Avec Nathalie…, Anne Fontaine a atteint le pic de son cinéma présomptueux, une manière de roman-photo bourgeois sans la moindre profondeur. Mais l’épouvantable conformisme de l’esthétique chichiteuse de Fontaine ne serait rien s’il ne croulait sous un psychologisme neuneu à pleurer. C’est ce que confirme Entre ses mains, film plus humble dans sa forme mais qui trouve dans une intrigue digne du Tristan de Philippe Harel la matière d’une improbable rencontre : le film de psycho-killer accueilli à bras ouverts par la désormais fameuse constellation de la lobotomie heureuse. Claire, 30 ans, rencontre Fabrice, vétérinaire et séducteur compulsif qui finit par la séduire. Pendant ce temps, un mystérieux tueur décime la banlieue de Lille avec une régularité de métronome…

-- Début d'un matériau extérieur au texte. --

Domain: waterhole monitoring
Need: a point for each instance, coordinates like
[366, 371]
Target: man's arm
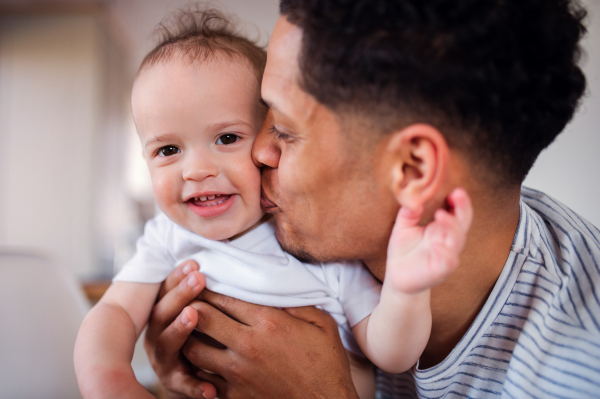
[271, 353]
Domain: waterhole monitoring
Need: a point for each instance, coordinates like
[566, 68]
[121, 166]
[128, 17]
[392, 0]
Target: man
[375, 105]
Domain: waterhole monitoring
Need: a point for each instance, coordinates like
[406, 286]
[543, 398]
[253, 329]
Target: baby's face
[197, 123]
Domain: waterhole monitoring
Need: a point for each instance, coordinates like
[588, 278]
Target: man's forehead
[280, 88]
[281, 70]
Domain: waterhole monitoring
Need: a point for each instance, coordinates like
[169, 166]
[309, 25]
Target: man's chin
[294, 249]
[301, 254]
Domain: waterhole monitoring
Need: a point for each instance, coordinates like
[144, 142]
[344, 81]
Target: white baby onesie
[254, 268]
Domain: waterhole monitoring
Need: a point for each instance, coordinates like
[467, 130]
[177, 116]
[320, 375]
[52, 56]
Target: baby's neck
[265, 217]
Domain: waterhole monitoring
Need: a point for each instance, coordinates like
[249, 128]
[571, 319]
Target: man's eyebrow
[263, 102]
[162, 138]
[226, 124]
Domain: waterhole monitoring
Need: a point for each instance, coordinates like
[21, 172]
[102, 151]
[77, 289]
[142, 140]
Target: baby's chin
[226, 230]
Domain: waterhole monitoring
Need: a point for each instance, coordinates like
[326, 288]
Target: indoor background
[73, 184]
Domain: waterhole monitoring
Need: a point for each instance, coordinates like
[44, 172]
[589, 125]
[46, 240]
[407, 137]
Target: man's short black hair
[499, 78]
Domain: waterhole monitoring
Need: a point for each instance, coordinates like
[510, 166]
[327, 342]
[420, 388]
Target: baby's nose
[199, 168]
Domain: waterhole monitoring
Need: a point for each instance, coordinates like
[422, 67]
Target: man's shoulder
[556, 295]
[559, 219]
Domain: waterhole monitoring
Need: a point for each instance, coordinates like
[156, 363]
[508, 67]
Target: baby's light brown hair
[201, 33]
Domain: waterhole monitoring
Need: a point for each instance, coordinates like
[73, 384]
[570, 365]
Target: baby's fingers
[461, 208]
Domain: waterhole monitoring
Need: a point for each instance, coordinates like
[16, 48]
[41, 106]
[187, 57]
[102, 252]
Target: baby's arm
[396, 333]
[106, 340]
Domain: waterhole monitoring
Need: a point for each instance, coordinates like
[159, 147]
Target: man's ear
[419, 158]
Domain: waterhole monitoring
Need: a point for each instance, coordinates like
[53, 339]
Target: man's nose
[266, 150]
[198, 167]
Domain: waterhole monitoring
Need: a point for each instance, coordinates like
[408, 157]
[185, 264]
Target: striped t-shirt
[538, 334]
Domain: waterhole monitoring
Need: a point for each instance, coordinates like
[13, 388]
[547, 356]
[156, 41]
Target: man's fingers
[170, 305]
[217, 325]
[207, 357]
[244, 312]
[178, 274]
[171, 340]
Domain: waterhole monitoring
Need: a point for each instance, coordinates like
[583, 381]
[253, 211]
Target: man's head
[388, 103]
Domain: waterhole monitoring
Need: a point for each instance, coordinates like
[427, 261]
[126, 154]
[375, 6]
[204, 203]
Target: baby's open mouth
[210, 200]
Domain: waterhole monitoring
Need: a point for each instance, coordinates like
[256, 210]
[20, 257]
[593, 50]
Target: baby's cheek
[163, 191]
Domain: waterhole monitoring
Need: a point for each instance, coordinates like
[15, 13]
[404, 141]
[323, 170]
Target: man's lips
[265, 203]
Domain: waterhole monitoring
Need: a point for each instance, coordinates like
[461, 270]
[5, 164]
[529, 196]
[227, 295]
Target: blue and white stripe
[538, 334]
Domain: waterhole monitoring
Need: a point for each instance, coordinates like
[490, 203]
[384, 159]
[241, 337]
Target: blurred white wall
[49, 101]
[569, 169]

Le grand, l’énorme pari d’Entre ses mains, c’est bien sûr Benoît Poelvoorde dans un double-rôle de play-boy et de tueur potentiel qui tranche avec ses habituelles performances de chefaillons tyranniques et ringards. A vrai dire, cet argument promotionnel est sans doute la meilleure idée du film, l’acteur belge assumant très vite ses nouvelles fonctions et prenant rapidement le contrôle du récit. La relation qui s’installe entre Fabrice et Claire, malgré la mécanique assez lourde de la mise en scène de Fontaine, passe plutôt bien, en grande partie grâce à la fraîcheur de ses interprètes. A côté de Poelvoorde, Isabelle Carré brille d’un charme triste et diffus, offrant au film, en de rares séquences, un trouble et une puissance de fascination réelle. Dans cette catégorie, le film d’acteurs à la Française, Entre ses mains parvient à tenir son pari : c’est déjà ça.

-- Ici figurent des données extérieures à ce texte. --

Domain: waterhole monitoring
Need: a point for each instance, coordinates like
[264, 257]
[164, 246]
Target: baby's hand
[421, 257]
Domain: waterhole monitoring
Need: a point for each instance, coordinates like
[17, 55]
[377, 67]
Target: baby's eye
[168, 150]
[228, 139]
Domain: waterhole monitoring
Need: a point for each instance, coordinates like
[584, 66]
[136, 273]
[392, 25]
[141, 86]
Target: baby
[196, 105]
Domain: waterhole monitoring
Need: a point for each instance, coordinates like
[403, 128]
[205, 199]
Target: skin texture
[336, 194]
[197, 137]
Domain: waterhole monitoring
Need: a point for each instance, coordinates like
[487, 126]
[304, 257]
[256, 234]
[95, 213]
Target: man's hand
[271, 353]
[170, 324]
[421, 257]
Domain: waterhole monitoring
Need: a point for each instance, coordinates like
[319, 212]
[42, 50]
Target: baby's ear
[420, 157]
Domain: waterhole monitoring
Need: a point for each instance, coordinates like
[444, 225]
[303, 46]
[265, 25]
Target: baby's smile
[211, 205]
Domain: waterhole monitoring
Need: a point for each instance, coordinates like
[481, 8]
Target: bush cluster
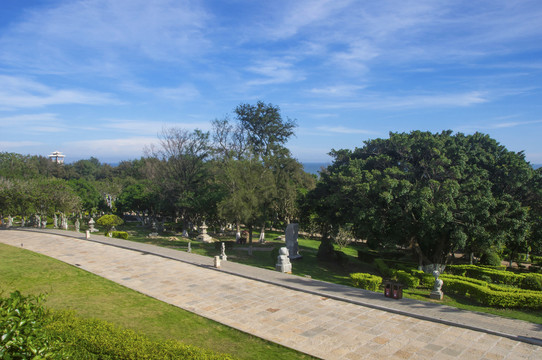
[366, 281]
[426, 280]
[532, 282]
[491, 294]
[383, 268]
[477, 272]
[490, 258]
[408, 280]
[22, 334]
[120, 235]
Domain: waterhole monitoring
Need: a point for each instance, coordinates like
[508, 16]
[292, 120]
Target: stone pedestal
[217, 261]
[223, 256]
[203, 236]
[437, 293]
[283, 261]
[91, 227]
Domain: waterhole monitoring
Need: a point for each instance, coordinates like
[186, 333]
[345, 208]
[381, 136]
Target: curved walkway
[325, 320]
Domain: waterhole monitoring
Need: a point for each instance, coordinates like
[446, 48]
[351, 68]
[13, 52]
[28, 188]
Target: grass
[326, 271]
[91, 296]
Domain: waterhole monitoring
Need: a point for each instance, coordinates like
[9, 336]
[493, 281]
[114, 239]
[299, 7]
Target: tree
[266, 131]
[109, 222]
[432, 193]
[182, 171]
[247, 184]
[90, 197]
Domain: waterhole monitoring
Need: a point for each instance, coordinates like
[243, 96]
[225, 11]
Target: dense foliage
[433, 194]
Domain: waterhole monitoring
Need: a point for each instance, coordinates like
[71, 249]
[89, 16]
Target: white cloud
[17, 92]
[343, 130]
[274, 71]
[94, 36]
[382, 101]
[123, 148]
[9, 145]
[146, 127]
[337, 91]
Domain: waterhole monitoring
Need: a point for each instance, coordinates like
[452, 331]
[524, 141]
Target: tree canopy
[432, 193]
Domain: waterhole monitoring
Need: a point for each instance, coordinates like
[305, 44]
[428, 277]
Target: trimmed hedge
[120, 235]
[490, 294]
[426, 280]
[477, 272]
[532, 282]
[409, 281]
[366, 281]
[383, 268]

Dommage alors que Fontaine ne puisse s’empêcher de sombrer, au moment où tout semble bien installé, dans les abîmes du faux thriller en carton : la machinerie du genre qui tenait de manière assez lâche l’intrigue se resserre dans le dernier tiers jusqu’à étouffer tout le reste, transformant l’ensemble en un mélange de film-choc discount à la Breillat (le meurtre de la meilleure amie de Claire, d’une sauvagerie nauséeuse) et de grotesque pince-sans-rire et coincé. Plus rien à sauver dès lors que la survie des deux comédiens dans un torrent de clichés (références à Psychose et psychanalyse de comptoir de bar-tabac), et avec eux une certaine idée du cinéma de haut standing à la Française : du caviar pour les cochons.